'Corporate carelessness' driving fear of ID fraud
Many people now see corporate carelessness as a bigger threat to their personal information loss than hackers and cyber-criminals, a survey by insurer RSA claims.
According to its research, 90 per cent of people polled think important personal information held by companies such as banks, retailers, and online auction sites, is ‘not completely secure’; and 46 per cent of the sample believe their banks and retailers ‘do not do enough to protect their personal details’.
The survey also revealed that respondents believe that actions by company employees pose the greatest threat to their personal information. The chief concern was carelessness by company employees when disposing of confidential information, followed by a fear of fraud being committed by members of staff.
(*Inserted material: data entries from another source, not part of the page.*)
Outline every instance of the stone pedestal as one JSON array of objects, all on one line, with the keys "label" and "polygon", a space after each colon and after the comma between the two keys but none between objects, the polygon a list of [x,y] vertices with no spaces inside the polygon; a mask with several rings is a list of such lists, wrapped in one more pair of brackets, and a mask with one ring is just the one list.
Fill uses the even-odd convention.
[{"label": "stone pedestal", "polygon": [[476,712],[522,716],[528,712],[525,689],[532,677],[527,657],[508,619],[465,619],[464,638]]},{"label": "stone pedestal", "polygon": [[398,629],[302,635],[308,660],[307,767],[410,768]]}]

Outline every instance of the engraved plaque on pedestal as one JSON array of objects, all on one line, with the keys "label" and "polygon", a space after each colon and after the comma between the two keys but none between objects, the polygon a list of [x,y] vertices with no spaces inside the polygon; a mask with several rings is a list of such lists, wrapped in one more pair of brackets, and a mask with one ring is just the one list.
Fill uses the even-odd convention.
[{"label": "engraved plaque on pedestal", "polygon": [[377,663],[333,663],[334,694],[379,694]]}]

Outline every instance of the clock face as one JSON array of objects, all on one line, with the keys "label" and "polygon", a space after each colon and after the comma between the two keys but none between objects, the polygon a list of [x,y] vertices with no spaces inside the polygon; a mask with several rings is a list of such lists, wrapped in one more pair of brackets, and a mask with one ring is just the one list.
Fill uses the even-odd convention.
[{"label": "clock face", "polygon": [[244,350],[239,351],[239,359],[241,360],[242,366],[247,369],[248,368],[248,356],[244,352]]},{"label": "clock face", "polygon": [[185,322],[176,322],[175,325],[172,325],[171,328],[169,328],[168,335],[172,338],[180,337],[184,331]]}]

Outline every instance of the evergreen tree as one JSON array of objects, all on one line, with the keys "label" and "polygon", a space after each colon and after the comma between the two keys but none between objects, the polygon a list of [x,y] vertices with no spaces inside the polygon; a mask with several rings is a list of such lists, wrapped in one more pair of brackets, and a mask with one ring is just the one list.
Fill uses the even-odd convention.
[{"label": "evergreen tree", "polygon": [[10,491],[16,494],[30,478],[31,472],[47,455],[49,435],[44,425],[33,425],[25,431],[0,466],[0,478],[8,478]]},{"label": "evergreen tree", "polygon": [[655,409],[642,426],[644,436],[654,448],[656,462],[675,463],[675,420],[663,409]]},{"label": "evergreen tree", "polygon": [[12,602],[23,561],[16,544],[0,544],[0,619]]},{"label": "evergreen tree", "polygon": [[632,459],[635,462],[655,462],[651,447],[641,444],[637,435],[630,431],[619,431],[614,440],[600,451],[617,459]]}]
Third, in order of concern, was weak management leading to insufficient checks on the actions of staff.
The findings also revealed that people are becoming increasingly worried about the security of their personal information and the threat of identity fraud; 56 per cent say they are more concerned about this than they were six months ago.
“ Even seemingly ‘small’ breaches in customer confidentiality can lead to widespread concern – and can have a massive impact on the company’s reputation, and on the reputation of their industry as a whole,” says RSA director of retail Desmond Cross. “Particularly concerning is employees exposing customer sensitive data in public.”
With an increase in flexible, remote and mobile working and extended working hours, the line traditionally drawn between the office, home and public spaces is becoming increasingly blurred, Cross adds: “Technological advances in the last decade mean that the sheer amount of information people can carry around has increased exponentially.”